Oil below $102 as relief over U.S. debt deal fades
By early afternoon in Europe, benchmark crude for November delivery was down 65 cents at $101.64 a barrel on the New York Mercantile Exchange.
By PABLO GORONDI
The Associated Press
The price of oil slipped back below $102 a barrel on Thursday as relief faded over a U.S. deal to avoid default and amid apparent progress in talks about Iran's nuclear program.
By early afternoon in Europe, benchmark crude for November delivery was down 65 cents at $101.64 a barrel on the New York Mercantile Exchange. On Wednesday, the Nymex contract closed at $102.19, up $1.08.

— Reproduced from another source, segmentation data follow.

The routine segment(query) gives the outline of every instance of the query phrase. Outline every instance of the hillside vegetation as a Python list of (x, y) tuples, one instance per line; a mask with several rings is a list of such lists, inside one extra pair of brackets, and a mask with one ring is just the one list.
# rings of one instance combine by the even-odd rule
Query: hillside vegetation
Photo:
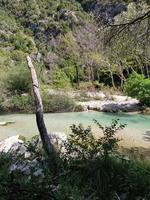
[(148, 12), (149, 1), (1, 0), (0, 102), (31, 93), (27, 54), (42, 88), (123, 90), (132, 72), (149, 78)]

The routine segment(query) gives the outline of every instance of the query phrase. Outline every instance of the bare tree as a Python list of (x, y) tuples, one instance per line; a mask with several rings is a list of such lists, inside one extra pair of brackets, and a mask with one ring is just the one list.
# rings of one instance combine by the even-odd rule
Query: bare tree
[(27, 62), (28, 62), (28, 67), (29, 67), (29, 70), (31, 72), (31, 77), (32, 77), (33, 94), (34, 94), (35, 108), (36, 108), (36, 122), (37, 122), (38, 130), (41, 136), (41, 140), (42, 140), (45, 152), (47, 153), (48, 156), (51, 156), (51, 158), (54, 161), (55, 151), (51, 143), (50, 137), (48, 135), (45, 123), (44, 123), (43, 104), (42, 104), (42, 99), (41, 99), (40, 90), (39, 90), (39, 83), (38, 83), (37, 74), (32, 64), (30, 56), (27, 56)]

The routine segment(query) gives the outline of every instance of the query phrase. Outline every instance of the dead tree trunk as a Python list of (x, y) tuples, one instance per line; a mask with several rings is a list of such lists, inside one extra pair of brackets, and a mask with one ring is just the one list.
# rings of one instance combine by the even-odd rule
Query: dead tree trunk
[(43, 143), (43, 148), (48, 156), (54, 158), (54, 147), (50, 141), (50, 137), (48, 136), (48, 132), (44, 123), (44, 116), (43, 116), (43, 104), (39, 90), (39, 83), (37, 79), (37, 74), (35, 68), (32, 64), (30, 56), (27, 56), (28, 67), (31, 72), (32, 77), (32, 86), (33, 86), (33, 94), (34, 94), (34, 101), (35, 101), (35, 109), (36, 109), (36, 122), (38, 126), (38, 130), (41, 136), (41, 140)]

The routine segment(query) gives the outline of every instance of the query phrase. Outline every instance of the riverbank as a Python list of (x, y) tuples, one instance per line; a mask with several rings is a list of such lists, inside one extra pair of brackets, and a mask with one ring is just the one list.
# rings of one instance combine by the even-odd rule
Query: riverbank
[[(45, 113), (80, 112), (143, 112), (137, 99), (102, 91), (64, 91), (48, 89), (41, 93)], [(34, 99), (30, 94), (6, 98), (0, 111), (6, 113), (34, 113)], [(149, 113), (149, 111), (147, 112)]]
[[(150, 147), (150, 116), (128, 113), (103, 113), (96, 111), (70, 112), (70, 113), (46, 113), (45, 123), (49, 132), (60, 132), (69, 135), (72, 124), (83, 124), (84, 127), (91, 126), (97, 136), (101, 136), (98, 127), (94, 124), (96, 119), (102, 125), (109, 125), (112, 119), (120, 119), (120, 122), (127, 124), (124, 130), (118, 133), (122, 141), (121, 146), (125, 147)], [(26, 138), (38, 135), (35, 114), (5, 114), (0, 115), (2, 122), (15, 122), (7, 126), (0, 126), (0, 140), (15, 135), (23, 135)]]

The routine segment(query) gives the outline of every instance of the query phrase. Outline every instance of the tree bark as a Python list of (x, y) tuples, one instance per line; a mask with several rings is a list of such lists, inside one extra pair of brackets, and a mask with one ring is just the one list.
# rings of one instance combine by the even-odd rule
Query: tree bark
[(48, 132), (44, 123), (43, 104), (42, 104), (42, 99), (40, 95), (37, 74), (32, 64), (30, 56), (27, 56), (27, 62), (28, 62), (28, 67), (31, 73), (31, 78), (32, 78), (35, 111), (36, 111), (36, 122), (37, 122), (38, 130), (41, 136), (41, 140), (43, 143), (43, 148), (48, 156), (52, 156), (52, 158), (54, 158), (54, 154), (55, 154), (54, 147), (51, 143), (50, 137), (48, 136)]

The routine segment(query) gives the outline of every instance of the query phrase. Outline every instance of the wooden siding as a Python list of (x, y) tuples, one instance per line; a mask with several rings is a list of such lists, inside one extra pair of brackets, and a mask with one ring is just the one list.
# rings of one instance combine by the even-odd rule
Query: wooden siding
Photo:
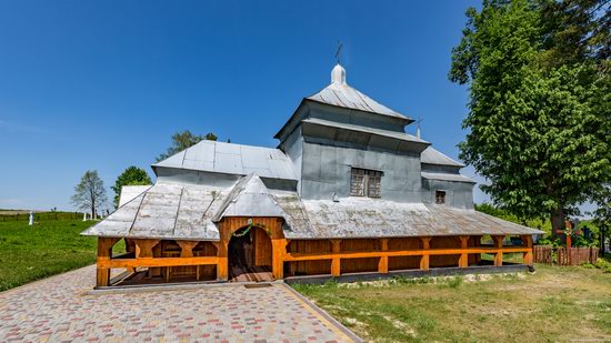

Wednesday's gains were driven by optimism over the eleventh-hour deal reached by leaders in Congress to reopen the government through Jan. 15 and increase the nation's borrowing authority through Feb. 7. The rally has lost momentum, however, with investors worried that the deal only postpones the debt problems.
Helping press prices down, meanwhile, was the improvement in negotiations on Iran's nuclear program between the Islamic Republic and six world powers. The two sides agreed to meet again in Geneva in early November.
Iran's oil exports have dropped substantially over the past years because of U.S.-led economic sanctions, one of the reasons usually cited by analysts for rising oil prices.
"There is clearly a risk that at least some sanctions against Iran will be lifted before the end of 2014 and the surprises could be sooner rather than later," said Olivier Jakob of Petromatrix in Switzerland.
Elsewhere, a report from the industry-funded American Petroleum Institute said that U.S. stocks of crude oil rose by 5.9 million barrels last week, about twice the build expected by analysts.
"The inventory report published by the (API) ... also had a bearish impact," said a report from analysts at Commerzbank in Frankfurt. They also described a build of 291,000 barrels in Cushing, Oklahoma, the delivery point for the Nymex contract, as "remarkable." Crude stocks in Cushing had fallen every week since mid-July.
The release of the weekly report from the Energy Department's Energy Information Administration — which would have come later Thursday — is uncertain because of the partial government closure of the past two weeks. The EIA's report is considered the market benchmark.
In other markets, Brent crude's December contract, the benchmark used to set prices for international crudes, was down 62 cents to $109.97 on the ICE Futures exchange in London.
On the Nymex:
— Wholesale gasoline rose 4 cents to $2.70 a gallon.
— Natural gas fell 2 cents to $3.77 per 1,000 cubic feet.
— Heating oil gained 2 cents to $3.04 a gallon.